Metastatic melanoma refers to melanoma that has spread from its site of origin to distant sites in the body. Long-term survival for metastatic melanoma with standard therapies remains suboptimal, with only a small percentage of patients surviving to five years.
Researchers continue to evaluate novel ways to treat melanoma. In particular, agents are that stimulate the immune system to help fight cancer are under evaluation, as well as agents that are individualized towards each patient’s cancer cells.
Some patients with melanoma have a type of disease referred to as KIT-positive, which means there is an abnormality in the KIT protein due to a mutation in the KIT gene. The KIT protein is found on the surface of cells and is involved in cellular growth. When the KIT protein is mutated, or abnormal, uncontrolled cellular growth of cancer cells can occur. Gleevec is targeted against the KIT protein, blocking growth signals to cancer cells. Gleevec has already demonstrated significant anticancer activity and is approved for therapy for gastrointestinal stromal tumors (GIST) and chronic myeloid leukemia (CML).
Researchers from the Dana-Farber Institute recently began enrolling patients in a small clinical trial evaluating Gleevec in the treatment of metastatic melanoma among patients with an abnormality with the KIT protein.
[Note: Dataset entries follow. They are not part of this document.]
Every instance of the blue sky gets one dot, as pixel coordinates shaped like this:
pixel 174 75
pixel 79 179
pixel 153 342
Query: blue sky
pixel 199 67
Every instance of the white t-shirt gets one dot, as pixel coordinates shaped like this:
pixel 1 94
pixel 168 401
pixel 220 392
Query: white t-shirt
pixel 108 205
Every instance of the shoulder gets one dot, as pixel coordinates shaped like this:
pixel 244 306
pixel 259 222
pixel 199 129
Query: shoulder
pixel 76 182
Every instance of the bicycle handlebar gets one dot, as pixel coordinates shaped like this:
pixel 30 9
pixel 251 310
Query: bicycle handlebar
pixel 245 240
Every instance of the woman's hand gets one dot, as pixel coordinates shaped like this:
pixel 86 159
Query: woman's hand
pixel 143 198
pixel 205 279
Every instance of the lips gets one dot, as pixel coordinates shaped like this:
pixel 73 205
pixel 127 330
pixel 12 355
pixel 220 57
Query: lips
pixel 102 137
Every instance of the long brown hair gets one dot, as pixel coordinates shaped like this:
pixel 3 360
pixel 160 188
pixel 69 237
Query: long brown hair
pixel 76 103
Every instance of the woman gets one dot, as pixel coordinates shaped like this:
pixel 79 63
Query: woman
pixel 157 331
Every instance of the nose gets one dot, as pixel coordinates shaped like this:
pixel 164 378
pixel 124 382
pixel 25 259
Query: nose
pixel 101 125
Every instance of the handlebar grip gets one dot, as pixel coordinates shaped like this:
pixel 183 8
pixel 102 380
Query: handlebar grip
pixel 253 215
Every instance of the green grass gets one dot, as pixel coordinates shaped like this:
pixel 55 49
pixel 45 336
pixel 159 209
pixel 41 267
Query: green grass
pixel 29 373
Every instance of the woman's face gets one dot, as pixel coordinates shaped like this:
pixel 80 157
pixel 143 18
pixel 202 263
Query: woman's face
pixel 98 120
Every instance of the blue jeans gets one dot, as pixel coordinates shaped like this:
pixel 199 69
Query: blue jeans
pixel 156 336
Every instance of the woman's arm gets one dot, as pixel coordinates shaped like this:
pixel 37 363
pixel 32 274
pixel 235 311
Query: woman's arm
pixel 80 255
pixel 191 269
Currently, there are results from only one patient in this trial. This patient was a 79-year-old woman with several areas of cancer in the abdomen.
Although these results only include one patient, they demonstrated impressive outcomes for a disease that is virtually incurable at present. Results including more patients from the study are eagerly awaited.
Reference: Hodi F, et al. Major response to imatinib mesylate in KIT-mutated melanoma. Journal of Clinical Oncology. 2008; 2046-2051.